While the site of the city was home to successive civilisations since at least the sixth century, the stone buildings from which Great Zimbabwe—or “houses of stone”, roughly translated—derives its name were built between the eleventh and fourteenth centuries. The city appears just over halfway into the book. Citing Zimbabwean historian Ngwabi Bhebe, who guided her through the city’s ruins, Badawi writes that constant patterns of migration make it difficult to identify Great Zimbabwe’s construction with any one particular ethnic group. Badawi also recounts colonial attempts to destroy, rewrite, or censor the city’s precolonial history, attributing its construction to Phoenicians rather than local inhabitants. Nonetheless, the city is today a World Heritage Site and stands in testimony against this propaganda.

I first visited Great Zimbabwe when I was in high school and remember sharing Badawi’s sense of awe at the still-forbidding walls and feeling winded by the demanding climb up to the Hill Complex, the oldest part of the construction. After winning independence from British colonial rule, the country’s new leaders weaved Great Zimbabwe into national mythology and identity. The site’s distinctive conical tower, thought to have been a granary, has appeared on the country’s currencies and the soapstone bird sculptures found at the site served as inspiration for the national emblem that adorns the flag. Although Zimbabwe has many historical sites—including, even, where Rhodes was buried at Matobo Hills, near Bulawayo—Great Zimbabwe holds a special place in the country’s idea of itself.


An African History of Africa owes its existence to the foundations laid by UNESCO’s General History of Africa project launched in 1964 “to cover the history of the entire African continent, since the appearance of human beings to contemporary challenges faced by Africans and their Diasporas in the world”. Badawi thus opens with an account of humanity’s origins on the continent. “Everyone is originally from Africa,” she writes. She laments how little of the continent’s ancient and modern history is known to the world, explaining how she’d longed for a comprehensive, yet accessible history written by Africans themselves, until she had the opportunity to write one. In the form of a travelogue, An African History of Africa recounts the author’s journeys over seven years and across thirty countries, including Zimbabwe, “in pursuit of a first-hand experience of Africa’s history from the perspective of Africans”.
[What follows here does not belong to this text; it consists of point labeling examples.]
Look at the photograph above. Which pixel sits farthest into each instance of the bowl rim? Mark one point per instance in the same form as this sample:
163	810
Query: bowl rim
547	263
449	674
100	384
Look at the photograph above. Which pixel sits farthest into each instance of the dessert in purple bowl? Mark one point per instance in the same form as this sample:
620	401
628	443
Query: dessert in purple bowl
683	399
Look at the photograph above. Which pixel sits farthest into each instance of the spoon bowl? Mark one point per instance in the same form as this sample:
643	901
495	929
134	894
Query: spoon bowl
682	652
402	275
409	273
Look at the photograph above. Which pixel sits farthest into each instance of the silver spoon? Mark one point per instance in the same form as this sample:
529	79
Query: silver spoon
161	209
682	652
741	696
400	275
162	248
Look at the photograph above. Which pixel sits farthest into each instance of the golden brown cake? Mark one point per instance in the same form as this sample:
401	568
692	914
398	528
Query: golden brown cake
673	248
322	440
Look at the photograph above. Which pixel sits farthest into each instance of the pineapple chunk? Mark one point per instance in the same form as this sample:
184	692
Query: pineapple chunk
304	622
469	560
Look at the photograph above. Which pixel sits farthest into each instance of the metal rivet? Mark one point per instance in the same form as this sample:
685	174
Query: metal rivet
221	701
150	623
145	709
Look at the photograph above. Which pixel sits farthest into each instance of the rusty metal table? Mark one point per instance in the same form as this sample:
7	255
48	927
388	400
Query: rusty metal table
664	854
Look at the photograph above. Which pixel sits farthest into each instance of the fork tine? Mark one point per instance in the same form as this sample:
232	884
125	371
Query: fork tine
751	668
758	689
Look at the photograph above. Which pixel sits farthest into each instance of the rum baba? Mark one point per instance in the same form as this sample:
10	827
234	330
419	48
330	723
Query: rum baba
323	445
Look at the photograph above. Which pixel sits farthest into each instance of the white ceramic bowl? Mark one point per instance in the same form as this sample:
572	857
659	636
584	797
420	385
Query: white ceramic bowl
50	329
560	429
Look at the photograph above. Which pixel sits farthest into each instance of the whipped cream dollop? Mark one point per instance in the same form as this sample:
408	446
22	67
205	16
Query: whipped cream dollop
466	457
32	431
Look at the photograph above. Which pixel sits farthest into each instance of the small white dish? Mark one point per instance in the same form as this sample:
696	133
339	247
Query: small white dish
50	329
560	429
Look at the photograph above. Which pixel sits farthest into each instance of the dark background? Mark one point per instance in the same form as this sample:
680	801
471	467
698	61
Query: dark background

The book follows a roughly chronological arc, from ancient Egypt’s three kingdoms—the Old (3000–2200 BCE), Middle (2030–1650 BCE), and New (1520–1075 BCE)—through the reign of the Mali kingdom’s Mansa Musa (1280–1332), reputed to be the richest man to have ever lived, and concluding with more recent African civilisations as the Asante, Zulu and Kongo. Like the newer volumes of the UNESCO project the book relies on, An African History of Africa does not present the African civilisations it covers as discrete entities but, rather, emphasises the complex interactions, connections, and exchanges of resources, technologies, culture, and people (some enslaved) between each and the world beyond. Throughout, Badawi relies on expert African scholars, officials, and locals to guide her through the extraordinary histories she recounts such as that of Great Zimbabwe.

Upon completing the book, I was reminded of V. Y. Mudimbe, the Congolese author, philosopher, and professor, who argued in The Invention of Africa that scholarly knowledge of Africa is based on the accounts of a few early European travellers who presented their accounts as the whole sum of possible knowledge about a continent that covers over thirty million square kilometres. Badawi’s book goes a long way towards not only telling the continent’s dynamic and diverse history from the perspective of Africans, but also making it more accessible to a wider audience. Dense, expansive and layered with details, the book is a worthy attempt to push back against the ahistorical view that precolonial Africa was a place without history, civilisation, people, and knowledge.